Not many things make me cry.  Boys don’t cry after all.  When I was a toddler, of course, but you learn after a while …  So in real life, generally no.  But songs and movies – art can make me cry as reality can’t.  When the frozen people come back to life in Awakenings, having lost so many years to Parkinson’s, that made me cry.  Interesting that it should be the awakening that gets me going rather than the suffering that preceded it.

It is with crying perhaps like revolutions.  It’s at the moment of reform that people see the waste and suffering that has gone before, and they revolt – or cry.

Are crying and revolution just too different sorts of responses to the same thing?

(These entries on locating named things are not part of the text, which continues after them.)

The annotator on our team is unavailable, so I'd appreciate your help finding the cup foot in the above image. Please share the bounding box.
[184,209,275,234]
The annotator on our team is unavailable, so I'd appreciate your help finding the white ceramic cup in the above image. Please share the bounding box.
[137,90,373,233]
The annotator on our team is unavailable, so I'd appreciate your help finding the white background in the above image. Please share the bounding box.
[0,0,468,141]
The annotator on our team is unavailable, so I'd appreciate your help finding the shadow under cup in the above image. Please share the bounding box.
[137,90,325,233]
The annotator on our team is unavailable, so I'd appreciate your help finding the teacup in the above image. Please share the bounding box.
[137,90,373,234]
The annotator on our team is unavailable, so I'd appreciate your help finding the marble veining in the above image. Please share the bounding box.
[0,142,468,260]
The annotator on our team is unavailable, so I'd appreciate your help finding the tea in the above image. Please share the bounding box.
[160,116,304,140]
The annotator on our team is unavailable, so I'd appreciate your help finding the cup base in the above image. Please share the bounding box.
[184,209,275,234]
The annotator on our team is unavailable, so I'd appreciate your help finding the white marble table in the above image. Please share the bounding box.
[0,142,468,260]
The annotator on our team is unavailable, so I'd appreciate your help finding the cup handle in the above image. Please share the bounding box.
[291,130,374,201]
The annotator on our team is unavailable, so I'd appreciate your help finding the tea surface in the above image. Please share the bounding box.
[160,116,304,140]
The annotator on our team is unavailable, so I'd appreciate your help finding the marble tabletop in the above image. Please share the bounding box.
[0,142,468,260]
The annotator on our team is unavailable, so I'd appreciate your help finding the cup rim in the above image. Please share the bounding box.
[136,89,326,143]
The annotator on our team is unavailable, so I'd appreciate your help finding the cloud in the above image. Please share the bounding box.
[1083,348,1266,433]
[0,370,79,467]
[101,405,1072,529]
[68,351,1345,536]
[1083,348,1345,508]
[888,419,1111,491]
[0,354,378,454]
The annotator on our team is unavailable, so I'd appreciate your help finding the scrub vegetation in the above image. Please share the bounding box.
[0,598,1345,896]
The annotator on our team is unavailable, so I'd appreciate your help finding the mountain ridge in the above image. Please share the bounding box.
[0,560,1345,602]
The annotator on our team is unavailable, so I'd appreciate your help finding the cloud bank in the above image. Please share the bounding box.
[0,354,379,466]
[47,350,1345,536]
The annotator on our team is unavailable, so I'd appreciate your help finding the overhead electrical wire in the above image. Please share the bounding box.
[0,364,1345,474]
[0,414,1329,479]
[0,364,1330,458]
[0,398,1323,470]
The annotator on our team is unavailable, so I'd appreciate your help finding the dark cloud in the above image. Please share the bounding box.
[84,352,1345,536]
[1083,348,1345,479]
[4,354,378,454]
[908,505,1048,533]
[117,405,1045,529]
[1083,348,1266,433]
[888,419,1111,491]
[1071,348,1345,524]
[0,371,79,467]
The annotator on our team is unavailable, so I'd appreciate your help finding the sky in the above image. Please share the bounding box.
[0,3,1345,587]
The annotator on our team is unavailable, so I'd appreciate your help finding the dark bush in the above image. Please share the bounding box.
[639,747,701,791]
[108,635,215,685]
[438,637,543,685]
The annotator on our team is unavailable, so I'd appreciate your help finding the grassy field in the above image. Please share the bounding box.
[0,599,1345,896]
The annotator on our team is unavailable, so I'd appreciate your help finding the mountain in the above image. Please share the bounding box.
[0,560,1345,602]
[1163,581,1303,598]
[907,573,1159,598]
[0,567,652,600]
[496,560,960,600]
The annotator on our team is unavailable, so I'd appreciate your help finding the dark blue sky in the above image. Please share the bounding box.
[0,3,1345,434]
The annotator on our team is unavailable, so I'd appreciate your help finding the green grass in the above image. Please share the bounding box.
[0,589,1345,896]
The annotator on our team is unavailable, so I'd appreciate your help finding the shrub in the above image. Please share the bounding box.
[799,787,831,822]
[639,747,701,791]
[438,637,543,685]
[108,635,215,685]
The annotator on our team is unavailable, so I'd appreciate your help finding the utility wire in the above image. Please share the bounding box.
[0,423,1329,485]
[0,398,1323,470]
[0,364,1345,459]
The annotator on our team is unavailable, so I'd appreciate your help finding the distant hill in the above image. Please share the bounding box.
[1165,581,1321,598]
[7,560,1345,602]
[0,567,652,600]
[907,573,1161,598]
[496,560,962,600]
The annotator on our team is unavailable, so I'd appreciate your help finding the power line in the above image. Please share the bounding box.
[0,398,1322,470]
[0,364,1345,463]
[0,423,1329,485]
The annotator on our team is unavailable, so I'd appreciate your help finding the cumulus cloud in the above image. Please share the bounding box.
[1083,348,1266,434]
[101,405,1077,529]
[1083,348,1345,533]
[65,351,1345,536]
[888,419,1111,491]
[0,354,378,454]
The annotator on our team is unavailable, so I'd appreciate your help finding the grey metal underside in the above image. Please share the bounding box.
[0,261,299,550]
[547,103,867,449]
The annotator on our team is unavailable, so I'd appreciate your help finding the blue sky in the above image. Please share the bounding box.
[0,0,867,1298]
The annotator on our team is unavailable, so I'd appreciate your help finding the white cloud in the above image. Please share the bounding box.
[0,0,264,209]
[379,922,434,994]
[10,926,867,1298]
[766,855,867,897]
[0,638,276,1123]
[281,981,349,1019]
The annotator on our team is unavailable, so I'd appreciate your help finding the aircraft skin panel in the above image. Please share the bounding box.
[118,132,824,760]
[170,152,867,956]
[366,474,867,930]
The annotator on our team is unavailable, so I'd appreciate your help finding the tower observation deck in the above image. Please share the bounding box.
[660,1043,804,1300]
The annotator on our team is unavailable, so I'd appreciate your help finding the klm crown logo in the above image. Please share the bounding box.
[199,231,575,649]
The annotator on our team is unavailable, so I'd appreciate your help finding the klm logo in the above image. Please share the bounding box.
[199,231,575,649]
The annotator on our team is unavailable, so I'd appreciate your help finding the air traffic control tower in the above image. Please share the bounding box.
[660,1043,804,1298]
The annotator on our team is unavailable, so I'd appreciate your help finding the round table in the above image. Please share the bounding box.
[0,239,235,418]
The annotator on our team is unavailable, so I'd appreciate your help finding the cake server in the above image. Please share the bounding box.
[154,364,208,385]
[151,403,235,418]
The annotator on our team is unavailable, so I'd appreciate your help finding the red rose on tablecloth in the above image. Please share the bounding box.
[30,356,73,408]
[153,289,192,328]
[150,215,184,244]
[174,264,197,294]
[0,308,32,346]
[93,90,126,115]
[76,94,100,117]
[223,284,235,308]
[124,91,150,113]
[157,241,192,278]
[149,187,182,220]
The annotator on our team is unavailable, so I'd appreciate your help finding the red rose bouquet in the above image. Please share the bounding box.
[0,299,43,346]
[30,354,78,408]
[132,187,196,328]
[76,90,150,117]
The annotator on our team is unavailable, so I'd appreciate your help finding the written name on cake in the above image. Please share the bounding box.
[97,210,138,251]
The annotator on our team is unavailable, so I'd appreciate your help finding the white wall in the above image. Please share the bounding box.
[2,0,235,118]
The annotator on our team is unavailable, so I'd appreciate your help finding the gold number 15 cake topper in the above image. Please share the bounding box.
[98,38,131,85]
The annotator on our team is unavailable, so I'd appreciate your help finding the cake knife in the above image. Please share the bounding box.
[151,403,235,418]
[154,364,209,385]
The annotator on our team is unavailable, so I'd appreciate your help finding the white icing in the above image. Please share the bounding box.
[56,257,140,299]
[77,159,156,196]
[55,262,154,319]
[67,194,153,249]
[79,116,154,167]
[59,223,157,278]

But I am here to talk about The Little Drummer Boy.  It’s associated with something that isn’t my holiday, but it’s a nice holiday.  I don’t mind it.  Not like Easter, full of death and passion, transmuted in centuries past into revenge upon my people.  Which is odd in a way because it’s done in the name of a member of my people.  But that’s another story.

Christmas is a friendly holiday, full of tidings of joy, and very nice Christmas carols.  Growing up in a Christian country, even if you’re not a Christian, it’s impossible not to hear the Christmas carols.  In fact, I even sang Christmas carols: in our school, our Protestant school, which is where little Jewish children would go in my day (it’s a long story).  We sang Hark the Herald Angels and Silent Night and Little Town of Bethlehem.  Very nice songs.  Not like the modern commercial stuff.

The Little Drummer Boy I don’t think was one of those we sang in school.  It’s not actually a traditional carol; it’s from 1941.  But it has the air of a carol, though in fact it hardly seems to be about Christmas at all.  Yes, the baby Jesus is in it, but almost as a secondary character.  As its title indicates, the song is really about The Little Drummer Boy, a poor boy who seems to think of himself as inadequate, who thinks he has no gift to offer to the newborn King.  But he’s urged to go along anyway; if he has no gift, then he can play his drum.

I envisage the whole scene, the little drummer boy feeling bad, saying, “I can’t go.  I have nothing to bring.”  But hesitantly and more confidently, after Mary nods at him and the animals help him out, he goes on.  Does what he can – and the baby smiles at him.  It’s all worthwhile, it all works out, he offers the talent he has, and it’s accepted.  It makes me cry.  Cry for a world where people are accepted for what they are, for what they have to offer, and not judged for their shortcomings.

My girl-friend says this is the message of Christianity, but I don’t see it in a Christian guise.  It’s a story about being allowed to do what you do.  Even if you can’t throw the touchdown pass or run the big company, that’s all right.  Everyone has their own talent, and if only they can get a chance to use it …

Anyway, it’s a nice song, a haunting song, and it always brings tears to my eyes.